Hines v. Trantham
This text of 27 Ala. 359 (Hines v. Trantham) is published on Counsel Stack Legal Research, covering Supreme Court of Alabama primary law. Counsel Stack provides free access to over 12 million legal documents including statutes, case law, regulations, and constitutions.
Opinion
Tenants in common of land may maintain separate actions of trespass to try titles, for their interests. Craig v. Taylor, 6 B. Monroe, 451 ; Baker v. The Heirs of Chastang, 18 Ala. R. 417 ; Childers v. Tankersley, 28 ib. 781; Adams on Ejectment, 211.
Upon the facts shown in the bill of exceptions, Mrs. Hines was one of the heirs of her father, and also one of the heirs of her sister, Mrs. Crimm. In 1845, Mrs. Crimm died, without issue, and her husband died before this suit was commenced. Conceding, then, that the proceedings of the Orphans’ Court óf Pickens county, and of the commissioners appointed by it, are void, and did not invest Mrs. Crimm with title to any land ; yet, as one of the heirs of her father, she had such an interest in his land, as would, upon her death without issue, descend to Mrs.
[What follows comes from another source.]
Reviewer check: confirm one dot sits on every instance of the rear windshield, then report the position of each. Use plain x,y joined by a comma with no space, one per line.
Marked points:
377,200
Hines, as one of her heirs, and entitle her husband and her to maintain trespass to try titles, to recover that interest. This plain legal proposition is denied by the fourth charge of the court below, as we understand that charge, and as the jury doubtless understood it. In this, the court below erred ; and for that error, there must be a reversal, although there may be defects in the plaintiff’s proof on other material points — it not appearing that these defects cannot be supplied on another trial. — Cotten v. Thompson, 25 Ala. R. 671.
Judgment reversed, and cause remanded.